Две мои внучки решили, что у них не будет детей, потому что они много работают, а планета перенаселена. С одной стороны, мне немного грустно, что они упускают тот опыт, который в моём случае был прекрасным, а с другой, я рада, что у этих молодых женщин есть такая возможность. И всё же я боюсь, что наш род прекратится, если только мой единственный внук не воодушевится и не найдёт себе в пару сговорчивую партнёршу.

Веками женщины могли управлять своей способностью к воспроизведению потомства, зная о менструальных циклах, травах и методах прерывания беременности, но эти знания были искоренены. В результате обесценивания женщин мужчины взяли на себя власть над женским телом.

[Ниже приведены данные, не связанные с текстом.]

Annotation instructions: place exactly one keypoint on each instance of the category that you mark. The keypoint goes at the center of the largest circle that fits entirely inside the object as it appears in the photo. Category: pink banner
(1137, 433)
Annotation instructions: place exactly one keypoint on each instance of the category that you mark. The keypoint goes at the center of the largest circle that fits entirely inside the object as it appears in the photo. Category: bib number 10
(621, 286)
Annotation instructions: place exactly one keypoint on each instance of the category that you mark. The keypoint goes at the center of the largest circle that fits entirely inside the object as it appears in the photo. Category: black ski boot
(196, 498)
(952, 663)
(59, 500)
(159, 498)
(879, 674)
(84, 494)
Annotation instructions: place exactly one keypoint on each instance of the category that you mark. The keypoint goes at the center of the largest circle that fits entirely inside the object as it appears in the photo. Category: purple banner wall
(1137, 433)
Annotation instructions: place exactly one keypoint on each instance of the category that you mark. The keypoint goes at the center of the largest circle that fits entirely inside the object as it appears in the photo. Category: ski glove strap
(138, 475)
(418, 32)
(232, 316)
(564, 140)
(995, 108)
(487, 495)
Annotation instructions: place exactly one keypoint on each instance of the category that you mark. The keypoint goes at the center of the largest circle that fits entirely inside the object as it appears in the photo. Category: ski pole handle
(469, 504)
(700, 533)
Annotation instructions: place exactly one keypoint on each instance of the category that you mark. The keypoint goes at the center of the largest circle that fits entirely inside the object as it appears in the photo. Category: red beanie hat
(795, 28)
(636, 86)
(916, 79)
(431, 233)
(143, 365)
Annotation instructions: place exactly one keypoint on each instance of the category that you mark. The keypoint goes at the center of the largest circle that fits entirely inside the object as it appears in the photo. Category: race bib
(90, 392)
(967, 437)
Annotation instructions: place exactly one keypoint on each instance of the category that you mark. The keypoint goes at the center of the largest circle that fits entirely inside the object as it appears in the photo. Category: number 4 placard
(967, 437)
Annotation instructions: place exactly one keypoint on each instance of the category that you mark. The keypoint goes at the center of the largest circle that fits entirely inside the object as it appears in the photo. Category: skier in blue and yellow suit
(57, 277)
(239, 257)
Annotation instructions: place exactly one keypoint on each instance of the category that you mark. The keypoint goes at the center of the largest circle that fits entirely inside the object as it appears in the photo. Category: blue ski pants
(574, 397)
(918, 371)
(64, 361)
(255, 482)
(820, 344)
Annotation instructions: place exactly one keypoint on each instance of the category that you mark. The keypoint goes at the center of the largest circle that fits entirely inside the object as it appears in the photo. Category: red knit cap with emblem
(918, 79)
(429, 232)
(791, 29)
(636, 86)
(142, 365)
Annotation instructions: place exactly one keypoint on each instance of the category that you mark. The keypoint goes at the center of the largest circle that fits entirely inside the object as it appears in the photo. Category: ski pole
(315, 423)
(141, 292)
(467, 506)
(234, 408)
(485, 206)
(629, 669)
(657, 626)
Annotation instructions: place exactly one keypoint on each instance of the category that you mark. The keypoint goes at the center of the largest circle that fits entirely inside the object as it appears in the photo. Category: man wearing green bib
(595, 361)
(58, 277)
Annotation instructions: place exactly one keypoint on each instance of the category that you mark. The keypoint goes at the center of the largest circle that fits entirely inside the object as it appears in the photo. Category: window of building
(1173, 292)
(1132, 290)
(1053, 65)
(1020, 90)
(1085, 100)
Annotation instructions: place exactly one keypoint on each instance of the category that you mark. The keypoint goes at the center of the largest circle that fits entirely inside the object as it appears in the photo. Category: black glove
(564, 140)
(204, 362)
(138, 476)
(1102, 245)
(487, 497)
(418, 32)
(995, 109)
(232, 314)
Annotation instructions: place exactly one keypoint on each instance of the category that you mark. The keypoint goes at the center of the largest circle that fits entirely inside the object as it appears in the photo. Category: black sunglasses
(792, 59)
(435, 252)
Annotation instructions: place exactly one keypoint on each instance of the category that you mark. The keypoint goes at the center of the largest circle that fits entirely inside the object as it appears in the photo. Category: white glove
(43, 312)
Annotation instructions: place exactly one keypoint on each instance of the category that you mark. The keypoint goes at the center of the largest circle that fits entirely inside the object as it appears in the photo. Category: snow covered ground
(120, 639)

Кто решает, какое у женщины тело и сколько детей она может или хочет иметь? Мужчины в политике, религии и юриспруденции, которые не сталкивались с беременностью, родами или материнством на собственном опыте. Если законы, религия и обычаи не возлагают на отца такую ​​же ответственность за беременность, как и на мать, мужчины не должны иметь права голоса в этом вопросе, это не их дело. Это личное решение каждой женщины. Контроль над собственной способностью к воспроизведению потомства является фундаментальным правом человека.

В нацистской Германии аборт карался тюремным заключением, принудительной беременностью для женщины и смертью для тех, кто делал аборты. Рейху надо было, чтобы рождались дети. Матери восьмерых детей получали золотую медаль. В ряде латиноамериканских стран законы по этому вопросу настолько драконовские, что если у женщины случился выкидыш, её могут обвинить в том, что она всё спровоцировала сама, и в конечном итоге посадить в тюрьму на несколько лет. В 2013 году в Чили одиннадцатилетняя девочка Белен, изнасилованная отчимом, забеременела, и ей не разрешили сделать аборт, несмотря на международный скандал и давление со стороны гражданских организаций.

Аборт нужно декриминализировать, другими словами, отменить за него наказание. Это отличается от легализации явления, потому что патриархат навязывает законы и, сделав аборт законным, власть по-прежнему остаётся в руках судей, полиции, политиков и прочих структур, отличающихся сугубо мужским руководством. В скобках могу здесь добавить, что по той же причине люди, предоставляющие секс-услуги, желают не легализации проституции, а её декриминализации.